(Adds details on energy sector and updates prices)
* TSX ends down 13 points, or 0.08 percent, at 16,026.26
* Index posts lowest close since Nov. 3
* Five of TSX’s 10 main groups fall
TORONTO, Nov 13 (Reuters) - Canada’s main stock index fell for the fourth straight session on Monday as the energy sector, which had been a major driver of the index’s rally since September, declined by 1.3 percent.
Cenovus Energy Inc fell 2.5 percent to C$13.93 and Canadian Natural Resources Ltd retreated 0.9 percent to C$45.89.
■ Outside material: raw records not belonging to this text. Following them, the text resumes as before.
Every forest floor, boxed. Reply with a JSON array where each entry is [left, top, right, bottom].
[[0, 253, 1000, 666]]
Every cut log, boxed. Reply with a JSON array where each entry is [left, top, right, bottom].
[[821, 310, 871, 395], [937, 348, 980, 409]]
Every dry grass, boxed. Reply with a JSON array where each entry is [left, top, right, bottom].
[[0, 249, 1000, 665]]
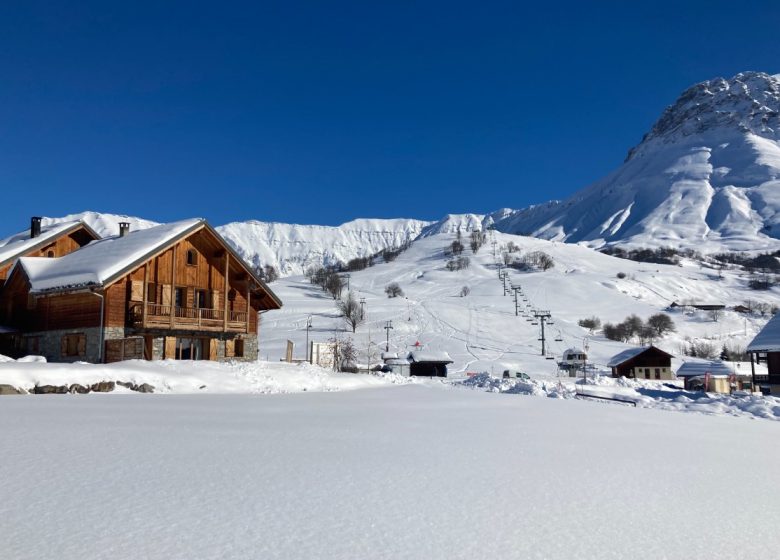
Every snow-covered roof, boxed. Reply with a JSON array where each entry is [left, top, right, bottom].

Canadian Natural Resources declined as Royal Dutch Shell , which holds shares in the Canadian company, pushed ahead with its vast disposal program.
Crude oil futures, which have been supported by Middle East tensions, settled 2 cents higher at $56.76 a barrel.
The Toronto Stock Exchange’s S&P/TSX composite index closed down 13 points, or 0.08 percent, to 16,026.26, its lowest close since Nov. 3.
It touched its lowest intraday level since Nov. 3 at 15,999.10, as uncertainty over the U.S. tax legislation being considered in Congress pushed world stock markets further away from recent record highs..
Still, the TSX has rallied more than 7 percent since September. It rose last week for the ninth straight week, its longest run in more than two decades.
Five of the index’s 10 main groups ended lower on Monday.
The materials group, which includes precious and base metals miners and fertilizer companies, added 0.3 percent.
Shares of Intertape Polymer Group Inc, surged 14.3 percent to C$20.00 after the manufacturer of specialty tapes reported stronger-than-expected revenue for the third quarter.
Teck Resources Ltd climbed 1.9 percent to C$27.80, while copper, one of the metals that the company produces, advanced 1.7 percent to $6,898.5 a tonne.
Canada Goose Holdings Inc, which had surged last week to a record high after reporting quarterly earnings, fell 3.5 percent to C$31.81.